Esta es una apreciación del periodista culichi Ernesto Martínez, quien transmitió en vivo desde el epicentro del Culiacanazo en el sector Tres Ríos.
Una de las más fuertes fake news que circuló ese día, mientras todavía había tiroteos callejeros, fue una imagen de un sujeto vestido de militar, con el rostro cubierto, del que se decía era Ovidio Guzmán.
Otro video falso fue el que circuló con la supuesta toma de la Novena Zona Militar y del complejo habitacional de las familias de los soldados en la colonia 21 de Marzo. Los videos resultaron ser de viejas batallas en países del Medio Oriente.
“Se decían en audios que tenían a decenas de militares secuestrados y a sus familias, pero no supimos qué tanto fue real”, refiere Martínez, mejor conocido como “Pepis”.
Generar miedo
Para el investigador de la UAS Valdez Bátiz, la estrategia de los grupos criminales fue generar miedo a través de estas herramientas digitales.

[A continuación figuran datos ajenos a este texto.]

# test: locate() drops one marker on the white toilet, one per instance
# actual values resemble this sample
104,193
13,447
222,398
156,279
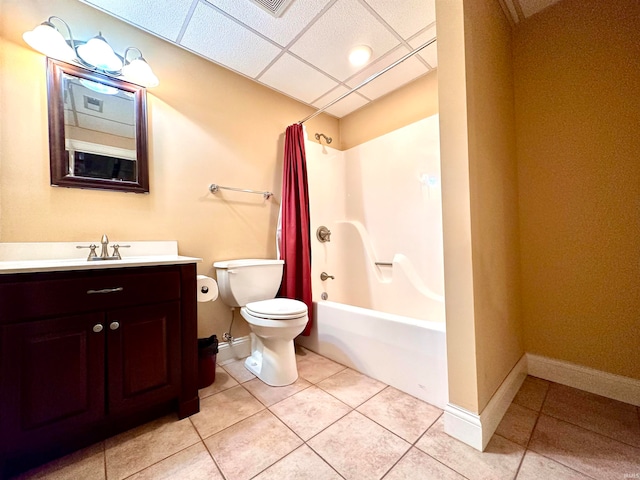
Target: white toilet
252,284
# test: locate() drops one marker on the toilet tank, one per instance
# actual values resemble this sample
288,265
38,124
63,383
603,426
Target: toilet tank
248,280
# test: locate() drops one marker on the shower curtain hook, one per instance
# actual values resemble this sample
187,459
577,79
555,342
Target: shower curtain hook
327,139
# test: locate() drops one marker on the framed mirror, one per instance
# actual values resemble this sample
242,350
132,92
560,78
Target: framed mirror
97,130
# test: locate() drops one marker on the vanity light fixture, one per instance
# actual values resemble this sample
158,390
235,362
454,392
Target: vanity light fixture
138,70
95,54
360,55
47,39
98,53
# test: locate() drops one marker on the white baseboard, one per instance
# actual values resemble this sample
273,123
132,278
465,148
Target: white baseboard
477,429
238,348
608,385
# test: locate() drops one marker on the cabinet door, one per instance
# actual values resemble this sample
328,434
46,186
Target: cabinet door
143,356
52,378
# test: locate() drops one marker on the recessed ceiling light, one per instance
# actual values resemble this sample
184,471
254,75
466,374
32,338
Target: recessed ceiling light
360,55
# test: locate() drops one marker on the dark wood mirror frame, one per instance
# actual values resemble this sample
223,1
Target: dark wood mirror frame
58,153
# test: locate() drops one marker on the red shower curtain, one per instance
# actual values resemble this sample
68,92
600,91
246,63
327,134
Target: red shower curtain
295,237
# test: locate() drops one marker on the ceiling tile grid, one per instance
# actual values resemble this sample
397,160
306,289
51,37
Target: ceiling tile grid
286,75
304,52
299,14
215,36
346,24
159,17
344,106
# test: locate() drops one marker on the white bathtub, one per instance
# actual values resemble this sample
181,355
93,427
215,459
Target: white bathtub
406,353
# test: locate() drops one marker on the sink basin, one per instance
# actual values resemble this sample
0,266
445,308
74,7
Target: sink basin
60,256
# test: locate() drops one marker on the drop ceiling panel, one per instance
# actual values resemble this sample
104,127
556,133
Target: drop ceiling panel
403,73
407,17
281,30
531,7
215,36
296,78
303,53
160,17
344,106
346,24
430,53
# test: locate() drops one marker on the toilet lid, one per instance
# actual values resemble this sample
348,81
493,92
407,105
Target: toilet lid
277,308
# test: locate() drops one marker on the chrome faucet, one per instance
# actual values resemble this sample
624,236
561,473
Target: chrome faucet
104,253
323,234
325,276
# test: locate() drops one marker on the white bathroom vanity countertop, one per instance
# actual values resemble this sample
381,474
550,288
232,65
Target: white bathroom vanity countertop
60,256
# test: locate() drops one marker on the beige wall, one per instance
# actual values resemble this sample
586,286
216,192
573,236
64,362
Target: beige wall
479,175
577,79
402,107
494,194
456,212
206,125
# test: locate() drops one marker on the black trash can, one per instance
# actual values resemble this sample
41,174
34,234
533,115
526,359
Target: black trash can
207,351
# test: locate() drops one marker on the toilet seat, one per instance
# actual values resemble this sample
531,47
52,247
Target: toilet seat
277,309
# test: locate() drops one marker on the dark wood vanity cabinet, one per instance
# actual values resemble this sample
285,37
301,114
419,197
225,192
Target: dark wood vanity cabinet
88,354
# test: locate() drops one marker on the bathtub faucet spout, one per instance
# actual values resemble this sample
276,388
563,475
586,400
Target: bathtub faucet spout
323,234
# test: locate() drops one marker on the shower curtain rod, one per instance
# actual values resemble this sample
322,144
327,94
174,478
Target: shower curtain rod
370,79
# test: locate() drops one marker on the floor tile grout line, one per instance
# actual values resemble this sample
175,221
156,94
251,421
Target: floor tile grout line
590,430
558,462
163,459
431,456
582,426
412,446
526,447
324,459
342,401
207,448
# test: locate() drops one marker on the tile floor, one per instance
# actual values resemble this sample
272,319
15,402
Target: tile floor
335,423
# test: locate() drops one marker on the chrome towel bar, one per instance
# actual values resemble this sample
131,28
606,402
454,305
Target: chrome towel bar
213,188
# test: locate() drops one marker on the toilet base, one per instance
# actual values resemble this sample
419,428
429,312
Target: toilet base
273,361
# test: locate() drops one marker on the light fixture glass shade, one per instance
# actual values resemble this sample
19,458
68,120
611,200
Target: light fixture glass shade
98,53
360,55
46,39
138,71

Aunque no lo parezca, añadió, el Culiacanazo no insensibilizó a la población ante la violencia.
“Parece ser que la ciudadanía se ha vuelto más represora respecto a la presencia del narco y a las alusiones a la violencia”, dice y pone como ejemplo la apología del delito en los narcocorridos.
Para Ernesto Martínez lo que observó fue que debido a que no había información oficial en medio de la tormenta de balas y bloqueos, la misma gente comenzó a reenviar todo lo que circulaba, sin importar si era cierto o falso.
Entonces, la delincuencia sí quería lograr ese caos, traducido en presión, y los tiroteos reales se fundieron con las fake news para cumplir con la misión del terror.